Si è recentemente chiuso il progetto ‘Trust Your Taste’, per la promozione della carne suina e dei salumi. È previsto un rilancio?

FP – Il rilancio è in programma e prevede una continuità con quanto sviluppato negli anni precedenti. L’obiettivo rimane il medesimo: avere strumenti per diffondere al meglio la conoscenza dei nostri prodotti. Un progetto come questo ci può aiutare molto perché il prodotto da solo, ormai, non è in grado di convincere il consumatore ad acquistarlo. Occorre che tutto il sistema di filiera sia sostenibile, da un punto di vista economico ma anche ambientale e sociale. E bisogna che tutto questo sia comunicato. Le tematiche Esg non sono più un accessorio, ma un elemento fondamentale per fare presa su certi mercati. ‘Trust Your Taste’ ha permesso di raccontare cosa c’è dietro un prodotto, in termini di filiera e anche di sostenibilità ambientale e sociale. Abbiamo organizzato diversi seminari anche con gli operatori per permettere a loro stessi di raccontare ai clienti queste cose. In un momento come questo, in cui la carne viene attaccata da tutte le parti, abbiamo bisogno di affermare i nostri principi.

Quali prodotti hanno incontrato maggiori difficoltà nel 2023?

DC – I prodotti a maggior valore aggiunto sono sicuramente quelli che sono stati maggiormente penalizzati dall’inflazione. Quando la battuta di cassa è molto alta, i prodotti più cari come prosciutto crudo e bresaola soffrono di più.

Quali sono le tendenze più promettenti per il prossimo futuro?

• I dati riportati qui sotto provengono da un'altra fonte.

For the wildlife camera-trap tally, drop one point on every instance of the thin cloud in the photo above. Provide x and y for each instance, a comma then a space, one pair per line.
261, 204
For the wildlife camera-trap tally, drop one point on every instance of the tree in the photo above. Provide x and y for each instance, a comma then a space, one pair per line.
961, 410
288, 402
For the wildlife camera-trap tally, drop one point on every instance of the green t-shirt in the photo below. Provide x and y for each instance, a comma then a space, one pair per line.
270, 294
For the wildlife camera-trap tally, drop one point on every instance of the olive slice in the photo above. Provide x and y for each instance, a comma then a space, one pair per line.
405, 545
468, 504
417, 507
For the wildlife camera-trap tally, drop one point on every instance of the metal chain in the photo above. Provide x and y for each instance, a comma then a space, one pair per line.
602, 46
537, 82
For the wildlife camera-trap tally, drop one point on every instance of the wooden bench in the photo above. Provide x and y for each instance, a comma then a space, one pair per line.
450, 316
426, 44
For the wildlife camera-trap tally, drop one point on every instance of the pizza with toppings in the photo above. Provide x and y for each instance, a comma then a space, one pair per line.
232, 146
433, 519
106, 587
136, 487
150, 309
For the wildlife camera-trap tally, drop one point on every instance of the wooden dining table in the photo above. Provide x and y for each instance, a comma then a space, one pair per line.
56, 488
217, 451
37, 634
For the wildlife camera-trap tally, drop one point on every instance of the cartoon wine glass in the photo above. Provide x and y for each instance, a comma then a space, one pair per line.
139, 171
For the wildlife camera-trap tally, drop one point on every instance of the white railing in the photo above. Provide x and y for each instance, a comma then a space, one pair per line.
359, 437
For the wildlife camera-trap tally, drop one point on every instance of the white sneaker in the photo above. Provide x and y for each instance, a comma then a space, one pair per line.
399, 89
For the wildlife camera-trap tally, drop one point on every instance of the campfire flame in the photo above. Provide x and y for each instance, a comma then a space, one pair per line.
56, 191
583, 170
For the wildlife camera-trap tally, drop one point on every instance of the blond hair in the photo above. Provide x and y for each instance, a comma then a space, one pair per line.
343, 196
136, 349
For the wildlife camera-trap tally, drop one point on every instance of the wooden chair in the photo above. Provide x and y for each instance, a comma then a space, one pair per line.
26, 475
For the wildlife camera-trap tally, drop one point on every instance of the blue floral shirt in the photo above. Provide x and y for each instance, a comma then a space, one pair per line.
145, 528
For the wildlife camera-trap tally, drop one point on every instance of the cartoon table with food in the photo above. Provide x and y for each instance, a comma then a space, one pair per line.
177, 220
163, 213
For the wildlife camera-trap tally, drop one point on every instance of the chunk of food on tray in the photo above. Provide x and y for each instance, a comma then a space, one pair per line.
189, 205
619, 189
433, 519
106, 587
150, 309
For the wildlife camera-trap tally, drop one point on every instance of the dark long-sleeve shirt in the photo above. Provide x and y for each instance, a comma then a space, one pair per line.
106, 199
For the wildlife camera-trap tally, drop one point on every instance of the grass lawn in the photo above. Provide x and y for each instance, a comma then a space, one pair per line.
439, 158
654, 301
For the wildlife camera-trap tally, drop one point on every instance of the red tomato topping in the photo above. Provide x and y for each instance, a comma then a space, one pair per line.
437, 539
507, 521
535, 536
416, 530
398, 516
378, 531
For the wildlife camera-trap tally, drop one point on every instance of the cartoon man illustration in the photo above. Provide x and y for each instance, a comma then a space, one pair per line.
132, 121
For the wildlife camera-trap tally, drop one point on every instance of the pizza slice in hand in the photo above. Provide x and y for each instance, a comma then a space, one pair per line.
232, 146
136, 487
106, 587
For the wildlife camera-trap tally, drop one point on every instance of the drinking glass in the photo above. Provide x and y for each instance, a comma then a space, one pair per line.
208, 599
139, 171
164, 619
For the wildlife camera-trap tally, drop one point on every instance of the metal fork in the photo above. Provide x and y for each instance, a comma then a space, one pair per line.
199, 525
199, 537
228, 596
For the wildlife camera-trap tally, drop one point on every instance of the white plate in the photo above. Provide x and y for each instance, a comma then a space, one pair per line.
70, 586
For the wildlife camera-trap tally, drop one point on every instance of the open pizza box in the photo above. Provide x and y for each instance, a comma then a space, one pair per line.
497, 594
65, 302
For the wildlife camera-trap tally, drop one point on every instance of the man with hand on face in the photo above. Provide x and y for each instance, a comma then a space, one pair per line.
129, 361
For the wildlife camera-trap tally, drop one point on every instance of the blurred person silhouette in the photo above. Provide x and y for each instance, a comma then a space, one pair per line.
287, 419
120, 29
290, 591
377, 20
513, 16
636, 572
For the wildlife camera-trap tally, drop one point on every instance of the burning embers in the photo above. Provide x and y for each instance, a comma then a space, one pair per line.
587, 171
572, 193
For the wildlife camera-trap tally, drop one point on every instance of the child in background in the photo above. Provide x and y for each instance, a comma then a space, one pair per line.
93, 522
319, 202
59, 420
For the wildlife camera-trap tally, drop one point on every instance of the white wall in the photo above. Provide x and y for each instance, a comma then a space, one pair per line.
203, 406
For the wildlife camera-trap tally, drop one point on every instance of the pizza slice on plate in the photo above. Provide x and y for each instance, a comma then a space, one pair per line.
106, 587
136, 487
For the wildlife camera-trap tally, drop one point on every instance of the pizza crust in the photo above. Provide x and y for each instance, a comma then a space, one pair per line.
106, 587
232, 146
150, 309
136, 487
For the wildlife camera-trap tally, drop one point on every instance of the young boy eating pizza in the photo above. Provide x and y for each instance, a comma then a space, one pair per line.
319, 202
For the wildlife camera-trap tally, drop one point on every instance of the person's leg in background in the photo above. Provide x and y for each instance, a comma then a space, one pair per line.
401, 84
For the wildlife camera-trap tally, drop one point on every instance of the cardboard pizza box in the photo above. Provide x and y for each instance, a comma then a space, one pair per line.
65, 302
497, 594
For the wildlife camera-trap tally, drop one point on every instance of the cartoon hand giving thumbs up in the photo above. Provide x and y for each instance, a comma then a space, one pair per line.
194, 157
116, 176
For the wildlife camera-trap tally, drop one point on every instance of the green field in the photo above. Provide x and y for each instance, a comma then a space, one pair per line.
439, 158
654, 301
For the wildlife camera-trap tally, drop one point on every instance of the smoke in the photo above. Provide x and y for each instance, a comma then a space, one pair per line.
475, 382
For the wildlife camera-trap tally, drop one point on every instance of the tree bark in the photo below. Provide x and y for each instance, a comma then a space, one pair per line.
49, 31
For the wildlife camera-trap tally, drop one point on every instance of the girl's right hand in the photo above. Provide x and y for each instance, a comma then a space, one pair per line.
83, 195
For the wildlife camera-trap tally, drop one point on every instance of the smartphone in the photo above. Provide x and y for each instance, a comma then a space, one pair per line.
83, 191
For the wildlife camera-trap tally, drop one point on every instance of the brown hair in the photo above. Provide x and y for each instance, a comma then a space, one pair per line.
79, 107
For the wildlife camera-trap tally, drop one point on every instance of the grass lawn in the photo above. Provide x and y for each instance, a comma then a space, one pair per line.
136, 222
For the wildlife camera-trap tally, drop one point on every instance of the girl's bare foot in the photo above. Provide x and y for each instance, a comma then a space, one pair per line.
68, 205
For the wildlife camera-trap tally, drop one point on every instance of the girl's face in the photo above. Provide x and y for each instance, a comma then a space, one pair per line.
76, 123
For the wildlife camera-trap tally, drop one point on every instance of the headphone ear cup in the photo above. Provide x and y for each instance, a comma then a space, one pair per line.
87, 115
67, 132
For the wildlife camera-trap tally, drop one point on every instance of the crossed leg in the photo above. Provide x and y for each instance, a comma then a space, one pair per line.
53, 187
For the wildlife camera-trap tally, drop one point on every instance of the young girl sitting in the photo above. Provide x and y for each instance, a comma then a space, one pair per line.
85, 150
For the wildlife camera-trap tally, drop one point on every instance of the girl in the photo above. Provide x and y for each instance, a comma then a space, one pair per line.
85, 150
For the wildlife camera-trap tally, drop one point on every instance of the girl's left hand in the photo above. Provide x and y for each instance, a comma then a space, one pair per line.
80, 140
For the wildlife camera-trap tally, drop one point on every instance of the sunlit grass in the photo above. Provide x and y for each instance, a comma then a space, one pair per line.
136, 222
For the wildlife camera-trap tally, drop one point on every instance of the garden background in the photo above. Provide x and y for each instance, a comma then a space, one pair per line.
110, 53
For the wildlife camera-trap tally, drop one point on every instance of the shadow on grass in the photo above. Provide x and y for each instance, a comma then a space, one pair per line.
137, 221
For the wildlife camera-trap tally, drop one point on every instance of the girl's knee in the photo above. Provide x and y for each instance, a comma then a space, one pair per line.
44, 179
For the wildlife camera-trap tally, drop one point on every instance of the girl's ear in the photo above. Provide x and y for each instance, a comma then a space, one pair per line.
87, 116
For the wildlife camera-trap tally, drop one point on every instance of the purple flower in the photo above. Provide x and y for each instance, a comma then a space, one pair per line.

DC – Parlando di salumi, esistono dei prodotti che portano con sé una storia e una cultura che li rendono uno zoccolo duro sul mercato. In Italia disponiamo di numerose Dop e Igp: sono quelle che stanno in prima fila, e fanno da apripista anche per le altre referenze. Ma, più in generale, ci sono tutti quei prodotti che vantano un forte legame con la tradizione e il territorio che esercitano una forte attrattiva sul consumatore straniero. È su questi che si deve insistere.